How to Use dropDuplicates in Spark Scala - Removing Duplicates
Removing duplicate rows is a common operation in data processing. In Apache Spark, you can use the dropDuplicates function to eliminate duplicate rows from a DataFrame using Scala. This tutorial will guide you through the process of using this function with practical examples and explanations.
| Category | Item | Quantity | Price |
|---|---|---|---|
| Fruit | Apple | 10 | 1.5 |
| Fruit | Apple | 10 | 1.5 |
| Vegetable | Carrot | 15 | 0.7 |
| Vegetable | Potato | 25 | 0.3 |
Before we can use dropDuplicates, we need to import the necessary libraries:
import org.apache.spark.sql.{Row, SparkSession}
import org.apache.spark.sql.functions._
import org.apache.spark.sql.types.{DoubleType, IntegerType, StringType, StructField, StructType}
val schema = StructType(Array(
StructField("category", StringType, true),
StructField("item", StringType, true),
StructField("quantity", IntegerType, true),
StructField("price", DoubleType, true)
))
// Create the data
val data = Seq(
Row("Fruit", "Apple", 10, 1.5),
Row("Fruit", "Apple", 10, 1.5),
Row("Vegetable", "Carrot", 15, 0.7),
Row("Vegetable", "Potato", 25, 0.3)
)
// Create the DataFrame
val rdd = sparkSession.sparkContext.parallelize(data)
val df = sparkSession.createDataFrame(rdd, schema)
To remove duplicate rows in a DataFrame, use the dropDuplicates function. This function can be used without any arguments to remove fully duplicate rows:
val uniqueDF = df.dropDuplicates() uniqueDF.show()
You can also specify columns to consider for identifying duplicates.

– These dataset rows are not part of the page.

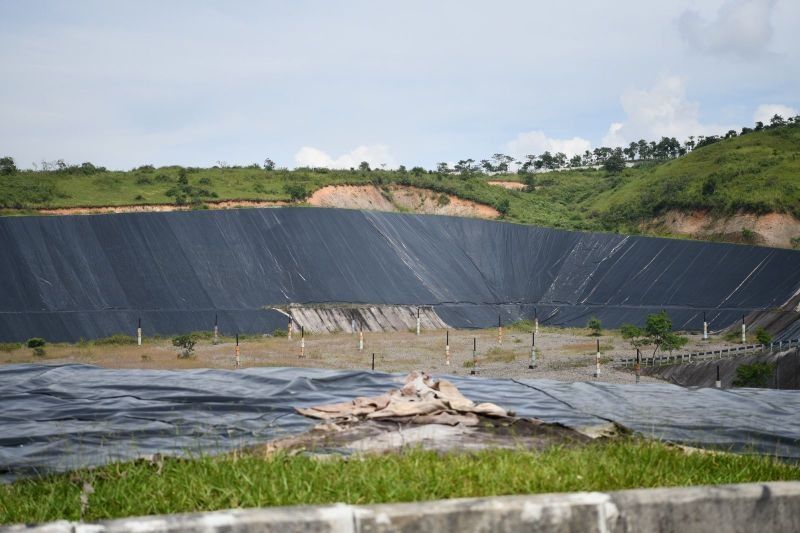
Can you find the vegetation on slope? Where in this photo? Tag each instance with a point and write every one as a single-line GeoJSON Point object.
{"type": "Point", "coordinates": [758, 172]}
{"type": "Point", "coordinates": [166, 485]}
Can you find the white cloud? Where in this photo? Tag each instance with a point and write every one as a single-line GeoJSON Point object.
{"type": "Point", "coordinates": [536, 142]}
{"type": "Point", "coordinates": [661, 111]}
{"type": "Point", "coordinates": [764, 112]}
{"type": "Point", "coordinates": [376, 155]}
{"type": "Point", "coordinates": [741, 28]}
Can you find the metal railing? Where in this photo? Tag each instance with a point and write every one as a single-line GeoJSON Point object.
{"type": "Point", "coordinates": [722, 353]}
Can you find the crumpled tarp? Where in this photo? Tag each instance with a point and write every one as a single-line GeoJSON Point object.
{"type": "Point", "coordinates": [55, 418]}
{"type": "Point", "coordinates": [421, 400]}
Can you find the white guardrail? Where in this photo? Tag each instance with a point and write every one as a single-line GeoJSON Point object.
{"type": "Point", "coordinates": [722, 353]}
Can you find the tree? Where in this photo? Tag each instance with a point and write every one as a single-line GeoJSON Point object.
{"type": "Point", "coordinates": [296, 191]}
{"type": "Point", "coordinates": [503, 207]}
{"type": "Point", "coordinates": [7, 166]}
{"type": "Point", "coordinates": [776, 121]}
{"type": "Point", "coordinates": [466, 167]}
{"type": "Point", "coordinates": [615, 163]}
{"type": "Point", "coordinates": [185, 343]}
{"type": "Point", "coordinates": [763, 336]}
{"type": "Point", "coordinates": [657, 332]}
{"type": "Point", "coordinates": [594, 325]}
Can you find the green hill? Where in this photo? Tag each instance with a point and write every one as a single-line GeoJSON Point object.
{"type": "Point", "coordinates": [756, 173]}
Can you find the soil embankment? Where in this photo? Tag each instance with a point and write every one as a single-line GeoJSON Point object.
{"type": "Point", "coordinates": [399, 198]}
{"type": "Point", "coordinates": [772, 229]}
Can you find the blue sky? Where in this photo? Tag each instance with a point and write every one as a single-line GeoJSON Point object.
{"type": "Point", "coordinates": [332, 83]}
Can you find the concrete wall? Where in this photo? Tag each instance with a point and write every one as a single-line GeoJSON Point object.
{"type": "Point", "coordinates": [773, 507]}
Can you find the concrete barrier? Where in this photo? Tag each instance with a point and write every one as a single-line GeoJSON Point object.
{"type": "Point", "coordinates": [773, 507]}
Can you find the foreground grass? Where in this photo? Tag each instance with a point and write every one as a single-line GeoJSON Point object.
{"type": "Point", "coordinates": [209, 483]}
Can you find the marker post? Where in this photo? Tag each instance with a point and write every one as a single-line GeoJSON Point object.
{"type": "Point", "coordinates": [597, 360]}
{"type": "Point", "coordinates": [705, 327]}
{"type": "Point", "coordinates": [447, 348]}
{"type": "Point", "coordinates": [302, 342]}
{"type": "Point", "coordinates": [744, 331]}
{"type": "Point", "coordinates": [499, 330]}
{"type": "Point", "coordinates": [532, 364]}
{"type": "Point", "coordinates": [237, 362]}
{"type": "Point", "coordinates": [474, 371]}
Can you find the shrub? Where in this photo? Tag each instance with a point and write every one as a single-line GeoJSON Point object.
{"type": "Point", "coordinates": [185, 343]}
{"type": "Point", "coordinates": [503, 206]}
{"type": "Point", "coordinates": [118, 339]}
{"type": "Point", "coordinates": [36, 342]}
{"type": "Point", "coordinates": [753, 375]}
{"type": "Point", "coordinates": [595, 326]}
{"type": "Point", "coordinates": [763, 336]}
{"type": "Point", "coordinates": [296, 191]}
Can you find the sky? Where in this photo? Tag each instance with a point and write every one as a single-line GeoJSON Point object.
{"type": "Point", "coordinates": [333, 83]}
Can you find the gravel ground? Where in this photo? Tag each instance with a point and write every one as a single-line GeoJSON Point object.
{"type": "Point", "coordinates": [563, 354]}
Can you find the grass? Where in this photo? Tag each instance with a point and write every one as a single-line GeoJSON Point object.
{"type": "Point", "coordinates": [169, 485]}
{"type": "Point", "coordinates": [758, 172]}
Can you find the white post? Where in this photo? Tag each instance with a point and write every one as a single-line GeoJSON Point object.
{"type": "Point", "coordinates": [597, 360]}
{"type": "Point", "coordinates": [238, 362]}
{"type": "Point", "coordinates": [532, 364]}
{"type": "Point", "coordinates": [302, 342]}
{"type": "Point", "coordinates": [447, 349]}
{"type": "Point", "coordinates": [216, 330]}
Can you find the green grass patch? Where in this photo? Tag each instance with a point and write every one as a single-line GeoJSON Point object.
{"type": "Point", "coordinates": [246, 480]}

For example, to remove rows that have the same "item" and "quantity" values:
val uniqueSpecificDF = df.dropDuplicates("item", "quantity")
uniqueSpecificDF.show()
You can combine dropDuplicates with other transformations for more complex data processing. Here is an example:
import org.apache.spark.sql.functions.col
import org.apache.spark.sql.{Row, SparkSession}
import org.apache.spark.sql.types.{DoubleType, IntegerType, StringType, StructField, StructType}
object RemoveDuplicates {
def main(args: Array[String]): Unit = {
val sparkSession = SparkSession
.builder()
.appName("remove dupilcates from a spark dataframe")
.master("local")
.getOrCreate()
val schema = StructType(Array(
StructField("category", StringType, true),
StructField("item", StringType, true),
StructField("quantity", IntegerType, true),
StructField("price", DoubleType, true)
))
// Create the data
val data = Seq(
Row("Fruit", "Apple", 10, 1.5),
Row("Fruit", "Apple", 10, 1.5),
Row("Vegetable", "Carrot", 15, 0.7),
Row("Vegetable", "Potato", 25, 0.3)
)
// Create the DataFrame
val rdd = sparkSession.sparkContext.parallelize(data)
val rawdf = sparkSession.createDataFrame(rdd, schema)
val uniqueSpecificDF = rawdf.dropDuplicates()
uniqueSpecificDF.show()
}
}
In this tutorial, we have seen how to use the dropDuplicates function in Spark with Scala to remove duplicate rows from a DataFrame. This function is very useful for data cleaning and preparation tasks. For more advanced operations, consider combining it with other DataFrame transformations.